Here’s an example of how to use gptme to generate a daily summary based on ActivityWatch data using a shell script:

#!/bin/bash

# Function to get yesterday's date in YYYY-MM-DD format
get_yesterday() {
    date -d "yesterday" +%Y-%m-%d
}

# Function to get ActivityWatch report
get_aw_report() {
    local date=$1
    aw-client report $(hostname) --start $date --stop $(date -d "$date + 1 day" +%Y-%m-%d)
}

# Generate daily summary
generate_daily_summary() {
    local yesterday=$(get_yesterday)
    local aw_report=$(get_aw_report $yesterday)

    # Create a temporary file
    local summary_file=$(mktemp)

    # Generate summary using gptme
    gptme --non-interactive "Based on the following ActivityWatch report for $yesterday, provide a concise summary of yesterday's activities.
    Include insights on productivity, time spent on different categories, and any notable patterns.
    Suggest areas for improvement if applicable.

    ActivityWatch Report:
    $aw_report

    Please format the summary in a clear, easy-to-read structure.
    Save the summary to this file: $summary_file"
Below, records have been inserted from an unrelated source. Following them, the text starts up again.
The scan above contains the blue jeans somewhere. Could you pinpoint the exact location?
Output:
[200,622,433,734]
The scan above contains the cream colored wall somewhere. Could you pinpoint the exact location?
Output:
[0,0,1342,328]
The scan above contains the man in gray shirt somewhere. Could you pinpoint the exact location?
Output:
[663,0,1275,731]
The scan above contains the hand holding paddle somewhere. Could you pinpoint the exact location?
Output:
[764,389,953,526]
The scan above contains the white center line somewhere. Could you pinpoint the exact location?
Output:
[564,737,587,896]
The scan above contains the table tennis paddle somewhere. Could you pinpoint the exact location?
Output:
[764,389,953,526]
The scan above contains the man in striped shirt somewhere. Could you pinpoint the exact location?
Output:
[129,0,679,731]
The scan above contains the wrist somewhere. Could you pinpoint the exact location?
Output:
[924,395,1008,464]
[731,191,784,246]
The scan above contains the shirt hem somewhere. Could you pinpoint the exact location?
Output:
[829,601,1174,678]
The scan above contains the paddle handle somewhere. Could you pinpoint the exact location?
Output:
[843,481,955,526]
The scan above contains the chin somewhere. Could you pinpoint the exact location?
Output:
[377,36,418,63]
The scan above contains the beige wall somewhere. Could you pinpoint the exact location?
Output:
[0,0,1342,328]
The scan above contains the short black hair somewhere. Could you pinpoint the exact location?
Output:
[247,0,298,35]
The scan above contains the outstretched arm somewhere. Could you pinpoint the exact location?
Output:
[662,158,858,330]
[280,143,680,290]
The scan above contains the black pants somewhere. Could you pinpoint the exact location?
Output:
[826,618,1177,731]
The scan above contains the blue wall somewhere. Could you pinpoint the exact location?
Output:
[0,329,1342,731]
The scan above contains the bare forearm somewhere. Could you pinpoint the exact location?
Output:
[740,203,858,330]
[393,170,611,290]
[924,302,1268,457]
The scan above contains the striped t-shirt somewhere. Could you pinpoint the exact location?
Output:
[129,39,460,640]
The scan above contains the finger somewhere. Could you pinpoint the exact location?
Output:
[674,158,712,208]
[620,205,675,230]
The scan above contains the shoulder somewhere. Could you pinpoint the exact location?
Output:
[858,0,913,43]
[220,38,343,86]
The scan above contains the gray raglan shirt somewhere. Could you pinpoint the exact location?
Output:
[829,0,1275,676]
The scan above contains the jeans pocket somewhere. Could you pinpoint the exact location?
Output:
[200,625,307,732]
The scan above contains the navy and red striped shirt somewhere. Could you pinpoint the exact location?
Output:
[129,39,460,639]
    # Return the path to the summary file
    echo "$summary_file"
}

# Run the summary generation and get the file path
summary_file=$(generate_daily_summary)

# Output the file path (you can use this in other scripts or log it)
echo "Daily summary saved to: $summary_file"

To automate this process to run every day at 8 AM, you could set up a cron job. Here’s an example cron entry:

0 8 * * * /path/to/daily_summary_script.sh

This automation will provide you with daily insights into your computer usage and productivity patterns from the previous day, leveraging the power of gptme to analyze and summarize the data collected by ActivityWatch.